Dasis Manchanayake

Personal information
- Full name: Subasinghe Manchanayake Appuhamilage Dasis Kaveeja Manchanayake
- Born: 8 October 2003 (age 22)
- Batting: Left-handed
- Bowling: Slow left arm orthodox

Domestic team information
- 2023-present: Tamil Union Cricket and Athletic Club
- Source: Cricinfo, 15 December 2023

= Dasis Manchanayake =

Sri Lankan cricketer

Subasinghe Manchanayake Appuhamilage Dasis Kaveeja Manchanayake (born 8 October 2003) is a Sri Lankan cricketer. He has played four first-class matches representing Tamil Union Cricket and Athletic Club.

== Biography ==
His father Tissa Manchanayake served as a mechanical engineer and also worked as a chief manager at People's Bank in Head Office. His father studied at the Bandaranayake Central College, Veyangoda. Dasis began his primary and secondary education at Royal College, Colombo. He began his interest in the sport of cricket at Royal College, Colombo. He was selected for training at the Royal College Cricket Academy at the age of eight.

== Career ==
In March 2020, he was selected to represent the first choice Royal College school cricket team for the 141st Battle of the Blues encounter and he scored a half-century in his debut big match. In January 2023, he scored a double century playing for Royal College against Gurukula College, Kelaniya in a match at the Under-19 Inter-Schools Division 1 Two-Day Cricket Tournament.

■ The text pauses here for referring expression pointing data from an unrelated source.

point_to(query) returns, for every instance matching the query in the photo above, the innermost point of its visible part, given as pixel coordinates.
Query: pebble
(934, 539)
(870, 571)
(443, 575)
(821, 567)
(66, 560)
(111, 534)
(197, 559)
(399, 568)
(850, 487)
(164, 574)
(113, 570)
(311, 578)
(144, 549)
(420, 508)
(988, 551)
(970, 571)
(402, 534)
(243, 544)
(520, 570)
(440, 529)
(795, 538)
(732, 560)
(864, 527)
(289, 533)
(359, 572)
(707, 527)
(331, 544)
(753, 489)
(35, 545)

In March 2023, he scored a century and a half-century in the same school cricket match, which eventually came in the 144th Battle of the Blues encounter played between the two leading schools in Colombo, Royal College and S. Thomas' College, Mount Lavinia. He became the first Royal College captain to achieve the rare feat of scoring a century and a half-century in a same schools three-day cricket match and also became the first Royal College captain in 27 years to score a century in a big match. He was dismissed for 137 runs on the first day of the 144th Battle of the Blues match and became the 27th player from Royal College to have scored a century in the history of the Battle of the Blues. He captained his school side Royal College to a comfortable victory by a margin of 180 runs in their annual schools big match encounter over the rivals S. Thomas' College. He also stitched a crucial fifth wicket partnership worth 229 runs alongside Ramiru Perera in Royal College's first innings which turned out to be the point-of-difference in the context of the 144th Battle of the Blues Big Match encounter and it was also the highest ever fifth wicket partnership put on by a pair for Royal College. He also ended up the 2022–23 schools cricket season with an aggregate of over 1000 runs.

He made his first-class debut playing for Tamil Union Cricket and Athletic Club against Sri Lanka Police Sports Club on 7 July 2023 during the 2023 Major League Tournament. He scored century on his first-class debut while batting at number eight position, way down the order during Tamil Union's first innings total of 244. He also eventually top-scored for Tamil Union in the first innings by scoring 111 runs off 199 deliveries. He was clean bowled by first-class veteran spinner Malinda Pushpakumara, cheaply for five runs in the second innings of his debut test match.